The Central Philippine University College of Law, also referred to as CPU COL, CPU College of Law or CPU Law, is the law school and one of the academic units of Central Philippine University, a private university in Iloilo City, Philippines. Established in 1939, the CPU College of Law is one of the leading law schools in the country in terms of bar exam performance, alumni it produces and linkages. In 2012, the Juris Doctor (JD) replaced the Bachelor of Laws (LLB), making it as the first law school to offer such program approved by legal education board of the Philippines.

The college entered a consortium with San Beda University - College of Law for the offering of Master of Laws (LLM) Program, the first in Western Visayas region.
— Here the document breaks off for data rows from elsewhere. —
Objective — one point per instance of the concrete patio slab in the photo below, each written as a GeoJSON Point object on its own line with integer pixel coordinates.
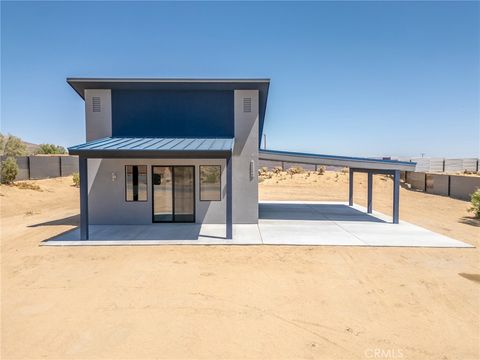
{"type": "Point", "coordinates": [281, 223]}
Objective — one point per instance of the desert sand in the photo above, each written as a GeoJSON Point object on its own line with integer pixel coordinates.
{"type": "Point", "coordinates": [237, 302]}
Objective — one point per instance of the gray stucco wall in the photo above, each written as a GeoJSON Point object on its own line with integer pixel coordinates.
{"type": "Point", "coordinates": [107, 203]}
{"type": "Point", "coordinates": [42, 167]}
{"type": "Point", "coordinates": [245, 187]}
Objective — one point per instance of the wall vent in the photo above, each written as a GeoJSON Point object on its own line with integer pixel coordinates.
{"type": "Point", "coordinates": [96, 104]}
{"type": "Point", "coordinates": [247, 104]}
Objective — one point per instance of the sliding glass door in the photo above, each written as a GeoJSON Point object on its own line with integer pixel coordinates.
{"type": "Point", "coordinates": [173, 193]}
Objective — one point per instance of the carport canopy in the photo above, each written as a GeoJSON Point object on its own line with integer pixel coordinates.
{"type": "Point", "coordinates": [355, 164]}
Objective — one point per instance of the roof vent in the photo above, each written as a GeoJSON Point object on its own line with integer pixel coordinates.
{"type": "Point", "coordinates": [96, 104]}
{"type": "Point", "coordinates": [247, 104]}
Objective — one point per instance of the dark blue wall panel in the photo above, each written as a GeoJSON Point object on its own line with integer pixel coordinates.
{"type": "Point", "coordinates": [172, 113]}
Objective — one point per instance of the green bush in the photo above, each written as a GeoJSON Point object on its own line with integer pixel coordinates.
{"type": "Point", "coordinates": [76, 179]}
{"type": "Point", "coordinates": [9, 170]}
{"type": "Point", "coordinates": [14, 146]}
{"type": "Point", "coordinates": [475, 203]}
{"type": "Point", "coordinates": [50, 149]}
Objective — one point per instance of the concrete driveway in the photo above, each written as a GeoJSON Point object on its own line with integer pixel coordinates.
{"type": "Point", "coordinates": [280, 223]}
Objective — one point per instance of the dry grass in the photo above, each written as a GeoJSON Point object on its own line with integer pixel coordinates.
{"type": "Point", "coordinates": [24, 185]}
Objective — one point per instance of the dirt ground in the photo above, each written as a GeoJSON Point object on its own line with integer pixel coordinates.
{"type": "Point", "coordinates": [237, 302]}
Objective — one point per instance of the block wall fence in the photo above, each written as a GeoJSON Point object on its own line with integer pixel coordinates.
{"type": "Point", "coordinates": [44, 167]}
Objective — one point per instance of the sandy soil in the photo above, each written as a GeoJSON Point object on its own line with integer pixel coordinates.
{"type": "Point", "coordinates": [253, 302]}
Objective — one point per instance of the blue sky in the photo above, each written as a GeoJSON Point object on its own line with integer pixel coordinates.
{"type": "Point", "coordinates": [362, 78]}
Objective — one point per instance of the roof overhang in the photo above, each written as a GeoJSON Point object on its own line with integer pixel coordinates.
{"type": "Point", "coordinates": [141, 148]}
{"type": "Point", "coordinates": [332, 160]}
{"type": "Point", "coordinates": [177, 84]}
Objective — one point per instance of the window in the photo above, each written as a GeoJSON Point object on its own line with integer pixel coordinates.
{"type": "Point", "coordinates": [136, 183]}
{"type": "Point", "coordinates": [96, 107]}
{"type": "Point", "coordinates": [210, 185]}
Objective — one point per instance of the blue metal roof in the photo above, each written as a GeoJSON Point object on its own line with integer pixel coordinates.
{"type": "Point", "coordinates": [349, 161]}
{"type": "Point", "coordinates": [151, 146]}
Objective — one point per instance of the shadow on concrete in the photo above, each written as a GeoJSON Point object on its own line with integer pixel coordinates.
{"type": "Point", "coordinates": [155, 232]}
{"type": "Point", "coordinates": [313, 212]}
{"type": "Point", "coordinates": [470, 221]}
{"type": "Point", "coordinates": [70, 220]}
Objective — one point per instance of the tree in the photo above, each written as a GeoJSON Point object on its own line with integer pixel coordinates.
{"type": "Point", "coordinates": [14, 146]}
{"type": "Point", "coordinates": [50, 149]}
{"type": "Point", "coordinates": [475, 201]}
{"type": "Point", "coordinates": [9, 170]}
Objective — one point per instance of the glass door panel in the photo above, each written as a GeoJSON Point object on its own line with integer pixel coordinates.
{"type": "Point", "coordinates": [184, 193]}
{"type": "Point", "coordinates": [162, 193]}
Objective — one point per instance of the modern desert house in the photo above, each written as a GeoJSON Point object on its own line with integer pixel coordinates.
{"type": "Point", "coordinates": [182, 150]}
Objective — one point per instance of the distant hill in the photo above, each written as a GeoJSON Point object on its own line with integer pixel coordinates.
{"type": "Point", "coordinates": [31, 148]}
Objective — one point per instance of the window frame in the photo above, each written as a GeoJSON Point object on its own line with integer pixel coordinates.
{"type": "Point", "coordinates": [200, 182]}
{"type": "Point", "coordinates": [146, 184]}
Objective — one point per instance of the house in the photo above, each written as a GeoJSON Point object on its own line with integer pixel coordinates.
{"type": "Point", "coordinates": [182, 150]}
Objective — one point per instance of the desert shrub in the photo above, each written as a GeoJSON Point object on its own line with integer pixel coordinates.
{"type": "Point", "coordinates": [76, 179]}
{"type": "Point", "coordinates": [321, 170]}
{"type": "Point", "coordinates": [9, 170]}
{"type": "Point", "coordinates": [28, 186]}
{"type": "Point", "coordinates": [475, 201]}
{"type": "Point", "coordinates": [14, 146]}
{"type": "Point", "coordinates": [50, 149]}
Graduates of the said program upon full graduation rites, don San Beda's red satin commencement exercises vestments and receives San Beda University diplomas, giving them automatic entitlement as alumni of both CPU and San Beda.

Facilities
The CPU College of Law which is formerly housed at the Eugenio Lopez Hall with its office at the New Valentine Hall, temporarily sits in Henry Luce III Library.
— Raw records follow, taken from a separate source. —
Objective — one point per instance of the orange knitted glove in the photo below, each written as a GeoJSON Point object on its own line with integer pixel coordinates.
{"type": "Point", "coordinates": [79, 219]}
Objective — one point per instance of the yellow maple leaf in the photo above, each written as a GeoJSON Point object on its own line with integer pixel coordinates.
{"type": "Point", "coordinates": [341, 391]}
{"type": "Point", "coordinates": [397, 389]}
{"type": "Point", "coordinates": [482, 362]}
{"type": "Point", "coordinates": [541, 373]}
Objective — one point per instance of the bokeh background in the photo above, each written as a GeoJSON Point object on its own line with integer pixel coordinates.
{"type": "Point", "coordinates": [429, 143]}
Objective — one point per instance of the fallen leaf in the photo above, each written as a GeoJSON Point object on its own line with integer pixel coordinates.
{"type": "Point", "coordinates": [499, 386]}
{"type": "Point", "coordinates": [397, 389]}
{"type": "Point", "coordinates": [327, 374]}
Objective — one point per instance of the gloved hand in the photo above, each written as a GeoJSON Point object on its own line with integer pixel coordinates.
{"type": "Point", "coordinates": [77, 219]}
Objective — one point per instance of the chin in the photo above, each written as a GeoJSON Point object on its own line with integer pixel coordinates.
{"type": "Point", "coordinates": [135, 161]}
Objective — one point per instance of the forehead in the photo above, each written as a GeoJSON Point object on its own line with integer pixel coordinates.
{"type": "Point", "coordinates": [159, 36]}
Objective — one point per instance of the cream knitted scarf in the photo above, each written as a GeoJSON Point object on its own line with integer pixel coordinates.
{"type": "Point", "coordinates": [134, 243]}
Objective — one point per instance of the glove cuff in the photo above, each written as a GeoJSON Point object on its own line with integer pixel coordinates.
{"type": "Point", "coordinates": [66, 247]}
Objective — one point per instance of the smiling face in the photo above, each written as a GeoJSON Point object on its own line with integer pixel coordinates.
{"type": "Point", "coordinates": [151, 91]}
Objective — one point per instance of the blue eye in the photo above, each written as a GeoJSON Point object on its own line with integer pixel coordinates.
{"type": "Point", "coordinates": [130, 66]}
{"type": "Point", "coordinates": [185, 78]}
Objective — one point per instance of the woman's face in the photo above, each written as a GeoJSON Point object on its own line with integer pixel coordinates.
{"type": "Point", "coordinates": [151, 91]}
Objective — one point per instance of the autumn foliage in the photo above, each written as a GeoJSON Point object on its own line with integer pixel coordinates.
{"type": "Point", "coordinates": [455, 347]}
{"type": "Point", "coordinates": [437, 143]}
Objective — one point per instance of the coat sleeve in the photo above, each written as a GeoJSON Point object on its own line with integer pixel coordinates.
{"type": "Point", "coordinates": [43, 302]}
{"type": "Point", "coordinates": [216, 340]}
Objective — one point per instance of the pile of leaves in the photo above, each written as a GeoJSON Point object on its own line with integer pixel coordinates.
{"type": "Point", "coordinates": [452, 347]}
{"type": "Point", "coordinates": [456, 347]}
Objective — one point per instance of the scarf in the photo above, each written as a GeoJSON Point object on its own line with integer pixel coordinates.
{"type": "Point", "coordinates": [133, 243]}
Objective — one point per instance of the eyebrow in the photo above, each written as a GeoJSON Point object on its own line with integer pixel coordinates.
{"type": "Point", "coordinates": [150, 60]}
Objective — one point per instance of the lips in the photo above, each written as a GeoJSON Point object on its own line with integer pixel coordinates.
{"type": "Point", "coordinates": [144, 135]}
The university's plan to put up a four to five story edifice for the College of Law is in the pipeline.

Academic programs
The college offers academic programs in the field of legal studies: the Juris Doctor Program (J.D.) in lieu of the Bachelor of Laws (LLB) program and the Master of Laws (LLM) through partnership with San Beda University for those who will take continuing law education after the Juris Doctor (JD) Program.

Notable alumni
Ramon Muzones (LLB 1952) – former Iloilo City Councilor, Hiligaynon writer and National Artist of the Philippines for Literature (first Hiligaynon National Artist writer).
 Arthur Defensor Sr. (Faculty) – former Undersecretary of the Department of Education, Culture and Sports, Commissioner of the Presidential Commission on Good Government (PCGG), Congressman, and Governor of Iloilo Province.

Footnotes

Further reading

References

External links
cpu.edu.ph/college-of-law (Official website of CPU College of Law)
facebook.com/CPUCollegeofLaw/ (CPU College of Law Provincial Council Official Facebook page)
cpu.edu.ph (Official website of Central Philippine University)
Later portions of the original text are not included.